“Obviously not.”

He chuckles, and it’s an almost sinister sound. But despite the events of last night and the vague revelations that he’s given me this morning, it doesn’t frighten me. Even though he still stands before me, towering above me at over six foot as I sit cross-legged on his bed, I’m not intimidated by him.

I have never felt anything but safe in Holden’s presence.

“You asked me to call you Kinz.” He says it smoothly, blandly like he’s commenting on the weather. “Why would you do that?”

He knows.

That’s all I can think as I scurry backward on the bed, as if putting physical distance between us will help alleviate the incredible stress of the situation.

“I-I don’t know.”

His lips twitch. A sort of smile, sort of grimace. “Is that so?”

I nod frantically, but I’m lying, and he knows it. But I’m not ready for this conversation. I’m not ready to tell him who I am and hear the man I fell in love with through his letters reject me with his spoken words.

“I did some research last night,” he says, climbing onto the bed and crawling toward me until I’m caged within his arms. His nose brushes against mine, and his breath tickles my lips, but the position isn’t sexual. It’s threatening, or should be, anyway.

But it’s not fear that makes my heart pound dangerously fast, and it’s not terror that has me growing lightheaded.

Having him this close, just a whisper away from my lips as my chest heaves against his quickens my heartbeat. It’s the familiar smell of him that makes me dizzy. It’s the way my soul celebrates at his nearness because it recognizes an old friend.

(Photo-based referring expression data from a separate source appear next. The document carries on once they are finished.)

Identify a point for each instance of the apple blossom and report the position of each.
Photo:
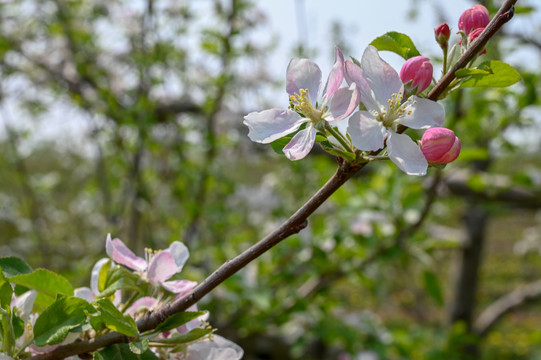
(440, 145)
(158, 267)
(308, 106)
(381, 92)
(416, 74)
(475, 17)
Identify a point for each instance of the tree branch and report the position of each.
(292, 226)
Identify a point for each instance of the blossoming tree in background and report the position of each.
(366, 112)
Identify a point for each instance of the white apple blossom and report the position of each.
(381, 92)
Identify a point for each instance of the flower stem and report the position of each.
(338, 136)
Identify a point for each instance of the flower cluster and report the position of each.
(388, 100)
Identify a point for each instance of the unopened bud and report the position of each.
(442, 34)
(475, 17)
(440, 145)
(416, 74)
(474, 35)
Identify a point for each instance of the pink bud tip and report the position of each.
(418, 72)
(475, 17)
(440, 145)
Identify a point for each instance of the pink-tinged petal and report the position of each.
(94, 275)
(366, 132)
(145, 303)
(180, 253)
(405, 153)
(301, 144)
(354, 74)
(269, 125)
(180, 287)
(383, 79)
(336, 76)
(162, 267)
(303, 74)
(343, 103)
(421, 113)
(124, 256)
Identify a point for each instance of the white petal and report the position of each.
(354, 74)
(269, 125)
(422, 113)
(405, 153)
(303, 74)
(383, 79)
(301, 144)
(336, 76)
(365, 131)
(343, 103)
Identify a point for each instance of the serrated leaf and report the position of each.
(139, 347)
(45, 282)
(396, 42)
(115, 320)
(491, 73)
(123, 352)
(432, 285)
(12, 266)
(191, 336)
(56, 321)
(177, 320)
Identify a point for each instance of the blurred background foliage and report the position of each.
(126, 118)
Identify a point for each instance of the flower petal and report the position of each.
(343, 103)
(336, 76)
(366, 132)
(122, 255)
(180, 287)
(301, 144)
(383, 79)
(303, 74)
(422, 113)
(405, 153)
(180, 253)
(269, 125)
(354, 74)
(162, 267)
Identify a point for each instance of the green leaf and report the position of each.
(193, 335)
(432, 285)
(12, 266)
(115, 320)
(396, 42)
(56, 321)
(123, 352)
(139, 347)
(491, 73)
(5, 292)
(45, 282)
(177, 320)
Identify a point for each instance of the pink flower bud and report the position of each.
(474, 35)
(442, 34)
(440, 145)
(475, 17)
(416, 73)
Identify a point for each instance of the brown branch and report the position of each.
(292, 226)
(506, 304)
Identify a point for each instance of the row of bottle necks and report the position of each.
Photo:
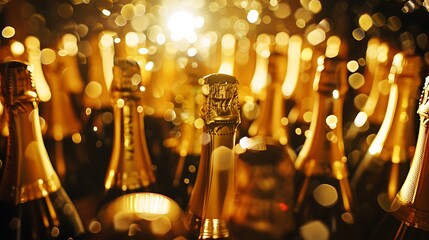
(86, 165)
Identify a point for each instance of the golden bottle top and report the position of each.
(410, 204)
(130, 163)
(395, 141)
(29, 173)
(221, 107)
(17, 82)
(126, 78)
(211, 201)
(96, 93)
(58, 111)
(404, 82)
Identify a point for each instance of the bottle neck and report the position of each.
(377, 101)
(324, 146)
(410, 204)
(213, 195)
(130, 163)
(400, 137)
(29, 173)
(58, 112)
(272, 121)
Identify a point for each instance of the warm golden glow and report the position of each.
(365, 22)
(332, 46)
(360, 119)
(381, 136)
(316, 36)
(8, 32)
(259, 79)
(356, 80)
(34, 59)
(107, 51)
(291, 78)
(69, 42)
(17, 48)
(253, 16)
(182, 25)
(306, 54)
(228, 50)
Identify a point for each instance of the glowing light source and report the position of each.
(253, 16)
(182, 26)
(365, 22)
(8, 32)
(228, 50)
(259, 79)
(34, 59)
(292, 72)
(333, 46)
(17, 48)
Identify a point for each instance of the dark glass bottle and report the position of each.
(325, 204)
(265, 171)
(97, 109)
(385, 165)
(33, 203)
(211, 201)
(130, 164)
(362, 130)
(64, 138)
(408, 216)
(185, 153)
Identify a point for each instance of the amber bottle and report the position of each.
(325, 204)
(407, 217)
(211, 201)
(33, 205)
(265, 170)
(385, 165)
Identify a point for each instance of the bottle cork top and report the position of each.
(126, 77)
(16, 82)
(405, 65)
(221, 106)
(423, 109)
(331, 75)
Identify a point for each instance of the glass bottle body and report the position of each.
(24, 221)
(212, 199)
(325, 203)
(384, 167)
(33, 203)
(130, 168)
(264, 194)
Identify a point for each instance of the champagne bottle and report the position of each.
(185, 153)
(385, 165)
(301, 112)
(265, 171)
(33, 203)
(213, 195)
(361, 131)
(408, 215)
(64, 138)
(130, 164)
(325, 202)
(98, 112)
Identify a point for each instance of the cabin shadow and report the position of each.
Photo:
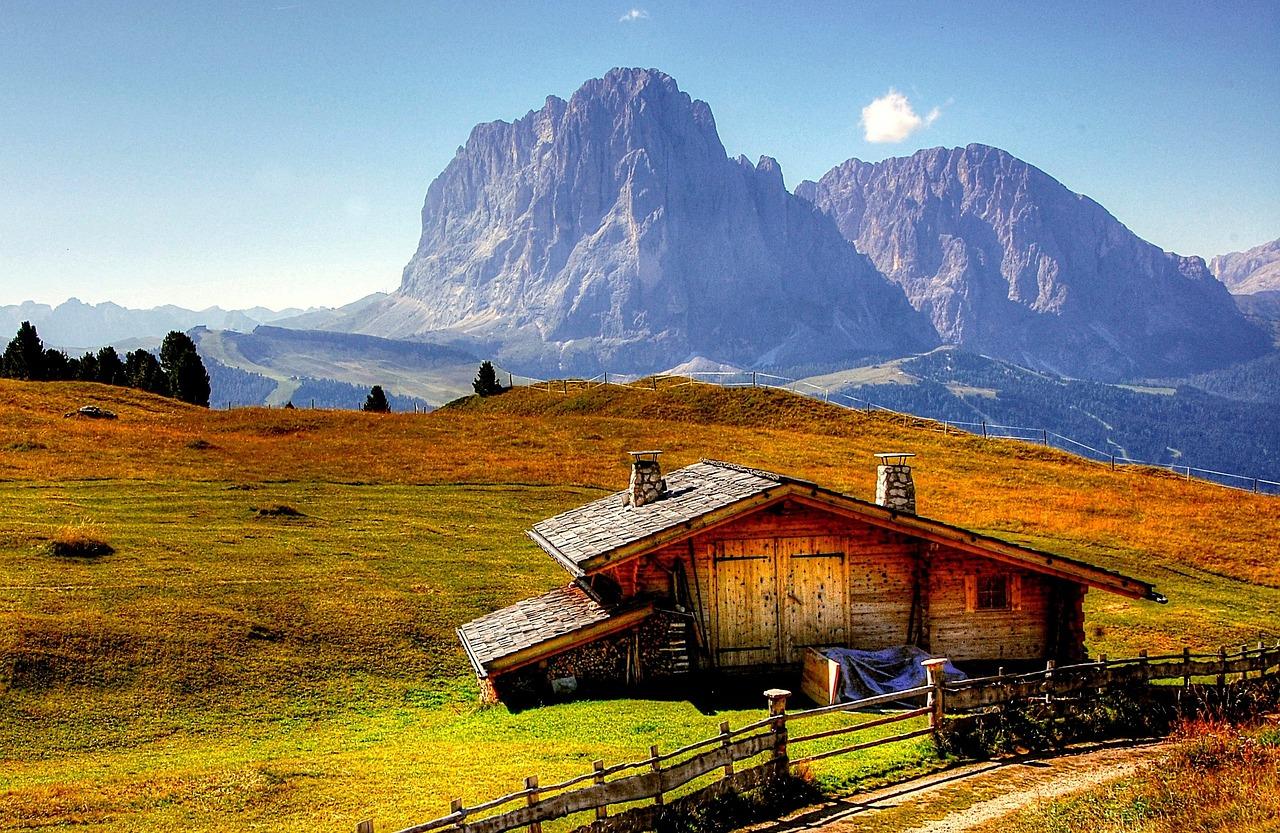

“And what did you find?” I rasp.

“There is only one Violet I could find in the freshman student directory and she sure as shit didn’t look like you.”

I don’t answer, but I tilt my chin in a feeble attempt at defiance.

“There was a Kinsley though.”

I swallow. “Was there?”

“Mm-hmm.” He chews his bottom lip between his teeth before releasing it with a slight hiss. “Any idea about that?”

“No.” The word is nothing but a near-silent breath.

He laughs, shaking his head as I shiver underneath him. I can feel the prickle of heat in my eyes as tears threaten to spill over, but I blink them away.He won’t see me cry, I promise myself.Not over this. Not over him.

“I’ll ask you one more time, okay?” He pauses then as if to build the tension. It’s needless though. I’m tense enough as it is. “Why did you want me to call you Kinz?”

My breath shakes. My entire body does, actually, trembling like I’m naked in the wildest of winters. I couldn’t answer even if I wanted to. And despite my efforts to keep them hidden, my tears come like an early spring rainfall, teardrop after teardrop, until I’m sobbing.

Holden drops his forehead to mine, sucking in a breath. His bravado is gone now, the previous coldness of his demeanor having thawed into something else. Something sadder.

“Why didn’t you tell me?” he whispers.

I suck in a breath, shuddering. My eyes close as the touch of his skin against mine begins to calm me down. “Because I knew you’d leave as soon as I did, and I couldn’t put myself through that.”

His eyes snap open, and he pulls himself off me, falling to my side so he can look at me properly. “Why the fuck would I leave?”

More tears fall as I remember every time I looked in my mailbox only to find it empty, every time I wrote him a letter only to have it sent straight back.

“If you didn’t want me in my letters, why would you want me in real life?”

He blinks. “I don’t understand.”

My eyes fall to the bed as I rub the linen of the sheets between my fingers, the weight of the moment making it impossible for me to look at him. “What don’t you get?” I ask on a whisper. “The things I said, I get it, they freaked you out.”